The decision in Delgado-Ramos can be downloaded here.

Not Enough Collateral

The Court of Appeals in New York ruled yesterday that a defendant has not constitutional right to be notified of requirement to register as a sex offender registration during a plea proceeding.  In People v. Gravino (decision available here), the court rejected the argument that a guilty plea is rendered involuntary and unknowing when a court fails to inform a defendant that he or she is required to register as a sex offender by virtue of the defendant’s conviction.  The court found that such a requirement a “collateral consequence” of a conviction and therefore did not have a ” ‘ definite, immediate, and largely automatic effect on a defendant’s punishment.’ ”
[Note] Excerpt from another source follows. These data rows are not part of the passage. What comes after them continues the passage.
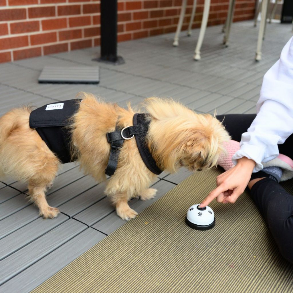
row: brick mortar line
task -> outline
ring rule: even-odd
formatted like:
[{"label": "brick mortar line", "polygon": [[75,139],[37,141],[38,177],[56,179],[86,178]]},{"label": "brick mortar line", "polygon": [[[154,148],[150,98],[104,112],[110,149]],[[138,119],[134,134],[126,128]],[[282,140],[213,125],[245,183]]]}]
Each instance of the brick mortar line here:
[{"label": "brick mortar line", "polygon": [[[1,10],[0,9],[0,11],[1,11]],[[14,23],[18,22],[26,22],[28,21],[38,21],[40,20],[52,20],[52,21],[54,21],[54,20],[56,19],[58,19],[59,18],[64,18],[65,17],[69,18],[70,17],[80,17],[82,16],[90,16],[91,15],[92,15],[93,16],[98,16],[99,15],[100,15],[100,13],[99,12],[96,12],[96,13],[87,13],[85,14],[70,14],[69,15],[56,15],[54,16],[46,16],[45,17],[33,17],[31,18],[23,18],[22,19],[16,19],[15,20],[12,20],[9,21],[0,21],[0,24],[2,24],[3,23]],[[131,22],[132,21],[129,21]]]},{"label": "brick mortar line", "polygon": [[[69,43],[71,43],[74,42],[79,42],[80,41],[88,41],[88,40],[91,40],[93,38],[98,38],[98,37],[89,37],[86,38],[83,38],[79,39],[72,39],[69,40],[65,40],[64,41],[61,41],[58,42],[54,42],[51,43],[45,43],[42,44],[40,44],[38,45],[33,45],[30,46],[26,46],[25,47],[18,47],[16,48],[11,48],[9,49],[5,49],[4,50],[0,50],[0,53],[6,53],[7,52],[10,52],[11,50],[13,52],[16,51],[18,51],[19,50],[25,50],[27,49],[33,49],[35,48],[39,48],[41,47],[45,47],[46,46],[51,46],[52,45],[58,45],[62,44],[67,44]],[[77,49],[76,50],[81,50],[81,49]],[[53,53],[54,54],[54,53]],[[27,58],[25,58],[27,59]]]},{"label": "brick mortar line", "polygon": [[[1,9],[0,9],[0,11]],[[0,24],[10,23],[11,23],[19,22],[25,22],[26,21],[34,21],[52,20],[54,21],[56,19],[63,18],[69,18],[74,17],[81,17],[87,16],[98,16],[100,15],[100,12],[95,12],[93,13],[87,13],[83,14],[69,14],[68,15],[56,15],[54,16],[45,16],[45,17],[34,17],[33,18],[23,18],[22,19],[14,19],[11,20],[0,21]],[[130,22],[131,21],[128,21]]]},{"label": "brick mortar line", "polygon": [[[8,1],[8,0],[6,0]],[[41,3],[38,4],[27,4],[25,5],[13,5],[10,6],[0,6],[0,10],[4,10],[7,9],[23,9],[24,8],[34,8],[36,7],[54,7],[55,6],[71,6],[77,5],[82,6],[83,5],[87,5],[88,4],[100,4],[100,1],[91,1],[88,0],[86,2],[63,2],[61,3]]]}]

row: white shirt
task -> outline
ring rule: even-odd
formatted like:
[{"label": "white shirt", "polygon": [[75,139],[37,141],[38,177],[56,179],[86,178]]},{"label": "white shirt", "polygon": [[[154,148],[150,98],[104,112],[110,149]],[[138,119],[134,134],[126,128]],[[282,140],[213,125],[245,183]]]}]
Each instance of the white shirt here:
[{"label": "white shirt", "polygon": [[254,172],[263,169],[262,162],[277,156],[277,144],[293,133],[293,37],[264,76],[256,113],[232,159],[235,164],[243,157],[253,160],[256,163]]}]

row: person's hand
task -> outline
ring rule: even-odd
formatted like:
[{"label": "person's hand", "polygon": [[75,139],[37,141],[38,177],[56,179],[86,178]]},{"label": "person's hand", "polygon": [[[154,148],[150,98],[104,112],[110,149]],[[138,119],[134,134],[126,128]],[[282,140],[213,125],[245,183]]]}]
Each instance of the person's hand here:
[{"label": "person's hand", "polygon": [[254,161],[245,157],[239,159],[236,166],[217,177],[217,188],[211,192],[199,207],[207,205],[216,198],[218,202],[234,203],[247,186],[255,165]]}]

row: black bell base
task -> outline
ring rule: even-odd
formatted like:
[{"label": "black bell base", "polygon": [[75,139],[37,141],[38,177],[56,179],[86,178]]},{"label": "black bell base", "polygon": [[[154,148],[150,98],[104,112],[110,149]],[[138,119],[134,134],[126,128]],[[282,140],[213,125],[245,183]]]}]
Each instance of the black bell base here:
[{"label": "black bell base", "polygon": [[189,227],[192,228],[193,229],[195,229],[196,230],[209,230],[210,229],[212,229],[212,228],[213,228],[214,227],[215,225],[216,224],[216,219],[214,219],[214,222],[209,225],[202,226],[200,225],[197,225],[196,224],[194,224],[193,223],[191,223],[187,219],[187,217],[185,217],[185,223]]}]

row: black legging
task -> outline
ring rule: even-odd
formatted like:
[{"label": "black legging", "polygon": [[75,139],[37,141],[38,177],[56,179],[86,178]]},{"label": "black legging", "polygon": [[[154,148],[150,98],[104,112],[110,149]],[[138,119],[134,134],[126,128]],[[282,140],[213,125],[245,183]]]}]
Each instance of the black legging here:
[{"label": "black legging", "polygon": [[[240,142],[255,114],[219,115],[232,139]],[[225,117],[224,119],[224,117]],[[278,145],[280,154],[293,159],[293,135]],[[282,255],[293,263],[293,196],[272,179],[264,178],[255,183],[250,191],[253,199],[268,224]]]}]

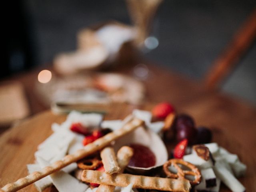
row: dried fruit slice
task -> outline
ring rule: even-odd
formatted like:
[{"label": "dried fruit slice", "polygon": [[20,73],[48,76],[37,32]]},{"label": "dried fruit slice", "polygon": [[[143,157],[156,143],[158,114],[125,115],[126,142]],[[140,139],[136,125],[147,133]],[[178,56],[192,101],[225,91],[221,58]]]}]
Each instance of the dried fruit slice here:
[{"label": "dried fruit slice", "polygon": [[203,145],[196,145],[193,146],[193,149],[197,156],[204,160],[208,161],[210,159],[210,152],[207,147]]}]

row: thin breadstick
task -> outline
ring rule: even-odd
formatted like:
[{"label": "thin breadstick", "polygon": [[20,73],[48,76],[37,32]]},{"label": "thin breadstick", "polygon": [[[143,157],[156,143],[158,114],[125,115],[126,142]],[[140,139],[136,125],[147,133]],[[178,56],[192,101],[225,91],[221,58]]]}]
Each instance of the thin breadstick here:
[{"label": "thin breadstick", "polygon": [[[128,146],[123,146],[118,150],[117,152],[117,162],[121,168],[118,173],[123,173],[133,155],[133,149]],[[100,185],[96,192],[113,192],[115,187],[115,186],[112,185]]]},{"label": "thin breadstick", "polygon": [[134,118],[124,125],[121,128],[116,130],[78,150],[74,154],[65,156],[62,160],[57,161],[50,166],[43,168],[41,171],[33,172],[16,182],[4,186],[0,192],[15,192],[61,169],[69,164],[89,155],[109,145],[113,140],[118,139],[143,125],[144,122]]},{"label": "thin breadstick", "polygon": [[118,166],[114,148],[107,147],[100,152],[100,157],[103,163],[105,172],[113,174],[119,171],[121,168]]},{"label": "thin breadstick", "polygon": [[115,173],[110,175],[98,171],[84,170],[82,180],[98,184],[126,187],[132,183],[133,187],[176,192],[188,192],[191,186],[188,180],[130,174]]},{"label": "thin breadstick", "polygon": [[123,146],[117,152],[117,162],[121,168],[118,173],[123,173],[133,155],[133,149],[128,146]]}]

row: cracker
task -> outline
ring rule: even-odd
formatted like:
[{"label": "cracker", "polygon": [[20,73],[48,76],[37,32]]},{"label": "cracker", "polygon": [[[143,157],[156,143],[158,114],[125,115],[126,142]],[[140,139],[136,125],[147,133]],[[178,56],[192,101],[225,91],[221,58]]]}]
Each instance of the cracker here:
[{"label": "cracker", "polygon": [[172,192],[188,192],[191,188],[189,181],[160,177],[115,173],[110,175],[98,171],[84,170],[82,180],[104,185],[126,187],[132,183],[133,187]]},{"label": "cracker", "polygon": [[[118,173],[123,173],[133,155],[132,148],[128,146],[123,146],[120,148],[117,152],[117,162],[121,168]],[[96,192],[113,192],[115,190],[115,186],[112,185],[100,185]]]},{"label": "cracker", "polygon": [[82,149],[73,154],[65,156],[62,160],[57,161],[50,166],[45,167],[40,171],[35,172],[21,178],[13,183],[9,183],[0,189],[0,192],[16,191],[40,179],[56,172],[64,167],[100,150],[109,145],[111,142],[131,132],[142,126],[144,121],[134,118],[131,119],[120,129],[116,130],[88,144]]}]

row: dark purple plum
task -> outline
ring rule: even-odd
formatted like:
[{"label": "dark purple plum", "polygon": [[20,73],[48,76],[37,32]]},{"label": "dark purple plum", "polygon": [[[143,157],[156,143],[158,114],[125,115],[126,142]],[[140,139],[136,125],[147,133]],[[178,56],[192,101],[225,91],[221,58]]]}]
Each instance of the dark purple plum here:
[{"label": "dark purple plum", "polygon": [[195,123],[191,117],[182,114],[178,115],[175,120],[175,128],[178,131],[180,129],[194,128]]},{"label": "dark purple plum", "polygon": [[188,144],[194,144],[196,141],[197,130],[194,127],[185,127],[178,130],[176,135],[176,138],[178,142],[184,139],[187,139]]},{"label": "dark purple plum", "polygon": [[175,120],[174,127],[176,138],[178,142],[188,139],[189,144],[194,144],[197,133],[191,117],[184,114],[178,116]]},{"label": "dark purple plum", "polygon": [[198,144],[210,143],[212,137],[212,132],[208,128],[199,127],[197,129],[197,143]]}]

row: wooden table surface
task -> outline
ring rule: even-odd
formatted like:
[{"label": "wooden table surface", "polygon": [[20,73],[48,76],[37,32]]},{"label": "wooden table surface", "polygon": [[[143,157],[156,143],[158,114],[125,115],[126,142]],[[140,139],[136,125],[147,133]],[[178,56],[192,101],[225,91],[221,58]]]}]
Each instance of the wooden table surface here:
[{"label": "wooden table surface", "polygon": [[[247,165],[246,175],[240,180],[247,191],[256,191],[256,109],[229,96],[206,90],[199,82],[160,67],[148,66],[150,76],[144,81],[148,91],[147,101],[170,102],[178,113],[193,116],[197,125],[209,127],[213,132],[213,141],[238,154]],[[118,71],[128,74],[131,71],[124,68]],[[47,108],[35,97],[31,89],[32,84],[37,80],[38,74],[32,71],[12,79],[24,84],[32,114]],[[123,117],[137,107],[120,105],[113,109],[107,118]],[[151,106],[146,104],[140,107],[148,109]],[[2,134],[0,137],[0,186],[26,174],[25,165],[33,162],[37,145],[51,133],[52,123],[64,120],[64,116],[44,112]],[[30,186],[23,191],[34,190],[33,186]],[[221,191],[230,191],[223,186]]]}]

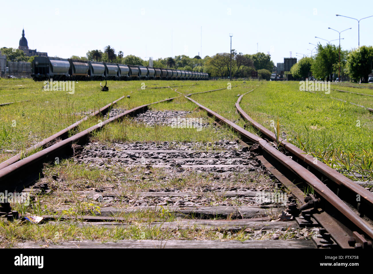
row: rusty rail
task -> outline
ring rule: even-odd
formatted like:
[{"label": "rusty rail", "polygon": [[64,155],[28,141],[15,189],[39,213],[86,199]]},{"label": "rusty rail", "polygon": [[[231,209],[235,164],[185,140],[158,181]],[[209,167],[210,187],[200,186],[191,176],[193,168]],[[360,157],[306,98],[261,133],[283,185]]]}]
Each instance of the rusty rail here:
[{"label": "rusty rail", "polygon": [[55,157],[61,159],[72,155],[74,152],[74,145],[85,144],[93,132],[100,129],[107,124],[123,116],[134,115],[139,112],[145,111],[151,105],[171,101],[178,97],[180,96],[143,105],[127,110],[3,168],[0,170],[0,192],[5,190],[8,192],[16,190],[29,185],[31,182],[40,177],[40,173],[44,163],[54,162]]},{"label": "rusty rail", "polygon": [[32,147],[30,147],[28,148],[26,148],[24,151],[22,151],[18,154],[15,155],[13,157],[12,157],[8,160],[4,161],[4,162],[3,162],[3,163],[0,163],[0,170],[1,170],[4,168],[12,164],[13,164],[16,162],[19,161],[21,160],[21,158],[23,155],[27,155],[29,153],[32,152],[35,149],[39,148],[40,148],[46,147],[47,146],[47,144],[51,142],[56,141],[57,139],[65,139],[67,136],[69,130],[76,128],[78,127],[78,126],[81,123],[85,121],[87,121],[91,117],[97,116],[100,114],[104,115],[110,109],[110,108],[111,108],[113,105],[116,104],[118,101],[123,99],[123,98],[124,98],[125,97],[125,96],[122,96],[120,98],[119,98],[115,101],[112,102],[110,104],[106,105],[104,107],[101,108],[98,110],[96,110],[94,112],[93,112],[91,113],[90,113],[88,116],[86,116],[83,119],[79,120],[78,122],[74,123],[70,126],[69,126],[67,127],[64,129],[57,133],[53,134],[52,136],[47,138],[46,139],[44,139],[44,140],[43,140],[42,141],[41,141],[37,144],[35,144]]},{"label": "rusty rail", "polygon": [[[213,116],[216,120],[221,121],[231,127],[241,136],[249,140],[253,143],[257,144],[263,152],[269,154],[288,172],[292,173],[301,178],[303,182],[312,186],[320,197],[327,201],[339,212],[348,218],[370,239],[373,239],[373,230],[372,228],[358,217],[319,178],[307,169],[291,159],[263,139],[249,132],[193,99],[186,96],[185,97],[197,105],[200,108],[206,111],[210,116]],[[344,245],[344,246],[346,246],[347,241],[350,239],[350,236],[346,235],[345,237],[343,237],[343,239],[345,242],[342,243]]]}]

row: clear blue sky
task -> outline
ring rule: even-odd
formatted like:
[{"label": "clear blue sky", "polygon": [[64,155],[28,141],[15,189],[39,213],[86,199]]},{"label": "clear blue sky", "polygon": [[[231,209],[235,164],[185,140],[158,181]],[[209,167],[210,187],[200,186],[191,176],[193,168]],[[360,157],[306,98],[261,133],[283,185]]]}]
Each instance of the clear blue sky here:
[{"label": "clear blue sky", "polygon": [[[110,45],[125,56],[156,59],[201,51],[211,56],[232,48],[253,54],[269,51],[275,63],[308,53],[320,41],[338,38],[343,48],[358,44],[357,22],[373,15],[368,1],[4,1],[0,47],[18,47],[25,28],[29,47],[50,56],[85,56]],[[360,44],[373,44],[373,17],[362,20]],[[172,43],[171,42],[172,36]],[[338,45],[338,41],[333,43]],[[200,54],[201,54],[200,53]]]}]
It is notable and not surprising that the dissent brought up the Supreme Court’s recent decision in Padilla v. Kentucky to make the point that registration as a sex offender is not a “collateral consequence” of a conviction.  Indeed, if I recall correctly, Justice Stevens in Padilla made clear that there is no distinction between collateral and direct consequences when it comes of deciding claims of ineffective assistance of counsel.  That, however, was not the case in Gravino.

It will be interesting to see how this plays out in other courts and whether Padilla will eventually to applied in contexts outside the IAC framework.

Thanks to the Sentencing Law and Policy Blog for reporting on the Gravino decision.